STATE of Oregon, Plaintiff-Respondent, v. Scott David BOWEN, Defendant-Appellant.
Defendant petitions for reconsideration in this criminal case, arguing that we erred in rejecting his challenge to consecutive sentences based on the rule of law announced in Blakely v. Washington, 542 U.S. 296, 124 S.Ct. 2531, 159 L.Ed.2d 403 (2004), and Apprendi v. New Jersey, 530 U.S. 466, 120 S.Ct. 2348, 147 L.Ed.2d 435 (2000), that facts used to enhance a penalty for a crime, other than prior convictions or facts admitted by the defendant, must be found by a jury beyond a reasonable doubt. State v. Bowen, 215 Or.App. 199, 168 P.3d 1208 (2007) (relying on State v. Tanner, 210 Or.App. 70, 150 P.3d 31 (2006), rev. allowed, 343 Or. 554, 173 P.3d 831 (2007)).1 Defendant notes that, subsequent to our affirmance of his sentence, the Oregon Supreme Court held that the rule of law from Apprendi and Blakely applied to facts used to support consecutive sentences. See State v. Ice, 343 Or. 248, 170 P.3d 1049 (2007), cert. granted, --- U.S. ----, 128 S.Ct. 1657, 170 L.Ed.2d 353 (2008).

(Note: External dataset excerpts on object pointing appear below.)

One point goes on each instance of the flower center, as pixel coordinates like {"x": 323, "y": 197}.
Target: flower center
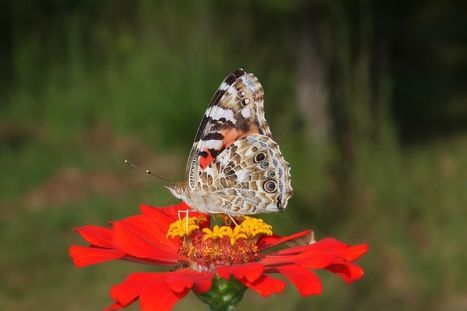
{"x": 205, "y": 248}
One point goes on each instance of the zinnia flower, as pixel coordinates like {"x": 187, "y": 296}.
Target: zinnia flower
{"x": 217, "y": 263}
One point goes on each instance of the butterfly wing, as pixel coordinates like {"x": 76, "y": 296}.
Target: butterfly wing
{"x": 249, "y": 177}
{"x": 236, "y": 110}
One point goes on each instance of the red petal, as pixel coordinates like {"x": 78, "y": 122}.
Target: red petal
{"x": 355, "y": 252}
{"x": 140, "y": 236}
{"x": 129, "y": 290}
{"x": 158, "y": 291}
{"x": 187, "y": 278}
{"x": 349, "y": 272}
{"x": 249, "y": 272}
{"x": 85, "y": 256}
{"x": 97, "y": 236}
{"x": 270, "y": 241}
{"x": 306, "y": 282}
{"x": 159, "y": 297}
{"x": 265, "y": 285}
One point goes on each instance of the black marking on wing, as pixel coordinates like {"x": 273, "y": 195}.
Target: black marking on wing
{"x": 213, "y": 136}
{"x": 214, "y": 152}
{"x": 231, "y": 78}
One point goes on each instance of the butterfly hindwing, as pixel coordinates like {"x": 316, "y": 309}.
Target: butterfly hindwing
{"x": 250, "y": 176}
{"x": 236, "y": 110}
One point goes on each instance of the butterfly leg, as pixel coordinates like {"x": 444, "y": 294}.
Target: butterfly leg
{"x": 186, "y": 212}
{"x": 233, "y": 220}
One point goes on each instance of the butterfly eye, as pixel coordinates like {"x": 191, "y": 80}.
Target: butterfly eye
{"x": 270, "y": 186}
{"x": 260, "y": 157}
{"x": 245, "y": 101}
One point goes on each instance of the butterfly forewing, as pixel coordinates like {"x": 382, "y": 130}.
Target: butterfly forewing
{"x": 235, "y": 167}
{"x": 236, "y": 110}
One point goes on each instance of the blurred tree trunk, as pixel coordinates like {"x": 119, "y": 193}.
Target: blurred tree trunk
{"x": 358, "y": 82}
{"x": 311, "y": 88}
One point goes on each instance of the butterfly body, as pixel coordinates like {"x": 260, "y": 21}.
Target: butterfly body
{"x": 235, "y": 167}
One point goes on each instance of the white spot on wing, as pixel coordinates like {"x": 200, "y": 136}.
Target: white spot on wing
{"x": 246, "y": 112}
{"x": 223, "y": 86}
{"x": 217, "y": 113}
{"x": 212, "y": 143}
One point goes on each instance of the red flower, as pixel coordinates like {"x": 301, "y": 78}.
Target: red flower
{"x": 198, "y": 254}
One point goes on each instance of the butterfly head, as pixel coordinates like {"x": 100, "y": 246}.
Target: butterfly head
{"x": 179, "y": 190}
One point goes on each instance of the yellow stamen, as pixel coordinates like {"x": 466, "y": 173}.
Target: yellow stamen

The state, while maintaining that Ice was decided incorrectly, acknowledges that Ice is controlling here as to the legal principle, but urges this court to nonetheless affirm defendant's sentence on the ground that any error in failing to obtain a jury finding in support of consecutive sentences was “harmless beyond a reasonable doubt.” Chapman v. California, 386 U.S. 18, 24, 87 S.Ct. 824, 17 L.Ed.2d 705 (1967). See Washington v. Recuenco, 548 U.S. 212, 126 S.Ct. 2546, 165 L.Ed.2d 466 (2006) (Apprendi error and failing to submit sentence-enhancement facts to a jury is not “structural error” and is subject to federal harmless-error analysis); State v. Bray, 342 Or. 711, 724-26, 160 P.3d 983 (2007) (applying federal harmless-error formulation in determining that Apprendi/Blakely error was not harmless: “[W]e cannot say that no reasonable juror could draw any conclusion other than [the existence of the enhancing factor] from this record.”).

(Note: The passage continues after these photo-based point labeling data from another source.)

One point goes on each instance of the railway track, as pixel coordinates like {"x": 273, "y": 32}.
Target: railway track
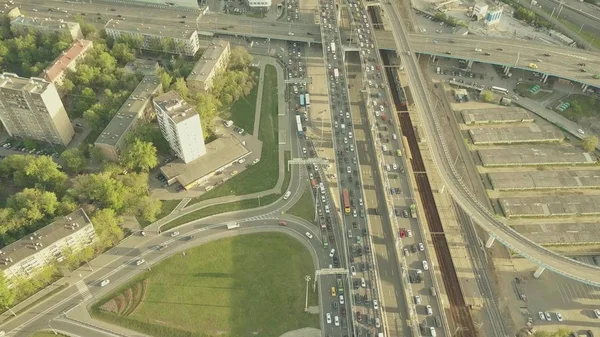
{"x": 459, "y": 312}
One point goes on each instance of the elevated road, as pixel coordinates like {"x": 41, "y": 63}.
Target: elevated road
{"x": 497, "y": 227}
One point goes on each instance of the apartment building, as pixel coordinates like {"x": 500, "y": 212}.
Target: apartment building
{"x": 22, "y": 259}
{"x": 171, "y": 39}
{"x": 112, "y": 139}
{"x": 23, "y": 24}
{"x": 214, "y": 60}
{"x": 31, "y": 108}
{"x": 180, "y": 125}
{"x": 68, "y": 59}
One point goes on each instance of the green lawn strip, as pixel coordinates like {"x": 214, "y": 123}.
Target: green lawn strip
{"x": 264, "y": 174}
{"x": 240, "y": 286}
{"x": 243, "y": 111}
{"x": 167, "y": 207}
{"x": 221, "y": 208}
{"x": 305, "y": 207}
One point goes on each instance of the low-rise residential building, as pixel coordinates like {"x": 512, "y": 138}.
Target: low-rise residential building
{"x": 180, "y": 125}
{"x": 214, "y": 60}
{"x": 68, "y": 59}
{"x": 112, "y": 140}
{"x": 25, "y": 257}
{"x": 23, "y": 24}
{"x": 169, "y": 39}
{"x": 31, "y": 108}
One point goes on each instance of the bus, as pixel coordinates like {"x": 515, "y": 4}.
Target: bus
{"x": 346, "y": 197}
{"x": 299, "y": 125}
{"x": 500, "y": 90}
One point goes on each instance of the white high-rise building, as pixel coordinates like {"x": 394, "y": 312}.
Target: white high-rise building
{"x": 180, "y": 125}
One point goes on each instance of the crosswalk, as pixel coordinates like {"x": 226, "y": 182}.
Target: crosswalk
{"x": 83, "y": 290}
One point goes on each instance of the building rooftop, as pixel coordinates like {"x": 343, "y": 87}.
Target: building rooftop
{"x": 45, "y": 23}
{"x": 172, "y": 31}
{"x": 219, "y": 153}
{"x": 63, "y": 61}
{"x": 44, "y": 237}
{"x": 175, "y": 106}
{"x": 14, "y": 82}
{"x": 129, "y": 111}
{"x": 208, "y": 60}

In this case, defendant was charged with five counts of first-degree sexual abuse, ORS 163.427, and one count of first-degree sodomy, ORS 163.405, alleged to have occurred between December 30, 1991 and December 29, 2000. Defendant further was charged with an additional count of first-degree sodomy, as well as first-degree rape, alleged to have occurred between December 29, 2000 and December 4, 2002. A jury found defendant guilty on all charges. Over defendant's objection that Blakely required jury findings in support of consecutive sentences, the sentencing court found that none of the crimes arose from a continuous and uninterrupted course of conduct, ORS 137.123(2), and imposed consecutive sentences on four of the crimes.

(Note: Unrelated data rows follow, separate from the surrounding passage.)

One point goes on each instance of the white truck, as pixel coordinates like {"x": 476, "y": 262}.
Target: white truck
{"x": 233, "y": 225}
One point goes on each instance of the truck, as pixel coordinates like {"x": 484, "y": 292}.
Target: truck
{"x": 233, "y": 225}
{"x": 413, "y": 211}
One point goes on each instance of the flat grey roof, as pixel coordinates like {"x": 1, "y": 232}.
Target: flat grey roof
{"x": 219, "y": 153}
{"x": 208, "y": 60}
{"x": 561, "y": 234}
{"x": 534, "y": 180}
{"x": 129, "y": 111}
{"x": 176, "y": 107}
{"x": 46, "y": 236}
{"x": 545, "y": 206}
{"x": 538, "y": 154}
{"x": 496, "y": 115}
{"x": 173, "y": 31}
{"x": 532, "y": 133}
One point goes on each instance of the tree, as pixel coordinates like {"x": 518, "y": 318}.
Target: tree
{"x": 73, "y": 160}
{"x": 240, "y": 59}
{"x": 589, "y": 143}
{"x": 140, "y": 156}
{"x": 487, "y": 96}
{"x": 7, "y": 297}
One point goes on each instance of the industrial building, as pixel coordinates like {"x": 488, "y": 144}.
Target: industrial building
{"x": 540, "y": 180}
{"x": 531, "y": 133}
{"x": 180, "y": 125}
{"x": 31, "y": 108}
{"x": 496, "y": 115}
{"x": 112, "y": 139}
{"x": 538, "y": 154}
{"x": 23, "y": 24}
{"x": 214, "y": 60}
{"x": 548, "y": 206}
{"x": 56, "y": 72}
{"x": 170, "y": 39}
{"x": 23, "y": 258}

On appeal, defendant assigned error to the court's imposition of consecutive sentences, arguing that judicial factfinding in support of consecutive sentences under ORS 137.123(2) runs afoul of Blakely and Apprendi. As noted, that is correct. See Ice, 343 Or. at 263, 170 P.3d 1049.
The state responds that the error was harmless beyond a reasonable doubt, because the testimony of the victim of the offenses “clearly established that each of the offenses was a separate incident; that is, they each occurred at different times and at different locations over a period of years.” See generally State v. Cook, 340 Or. 530, 544 135 P.3d 260 (2006) (describing federal constitutional harmless error standard).
We agree with the state. A detailed discussion of the facts would be of no benefit to the bench, the bar, or the public. Suffice it to say that the evidence at trial established eight incidents of sexual contact between defendant and the victim, which occurred when the victim was between the ages of approximately six and 15. Those incidents, as demonstrated by overwhelming evidence in the record, were so distinct from one another that we can say with complete confidence that the jury would have found that the offenses did not occur as part of a continuous and uninterrupted course of conduct if it had been asked to determine that matter. That is, on this record, no reasonable factfinder could have determined otherwise. Accord Neder v. United States, 527 U.S. 1, 16, 119 S.Ct. 1827, 144 L.Ed.2d 35 (1999) (determining that failure to submit an element of an offense to the jury was “harmless beyond a reasonable doubt” where “no jury could reasonably find” that the government had failed to prove that element). Accordingly, because the asserted error was harmless beyond a reasonable doubt, we affirm.
Reconsideration allowed; former opinion modified and adhered to as modified.
1. We rejected two additional assignments of error raised by defendant. Our disposition of those assignments of error is not at issue on reconsideration. Accordingly, we adhere to our former opinion with respect to those assignments of error.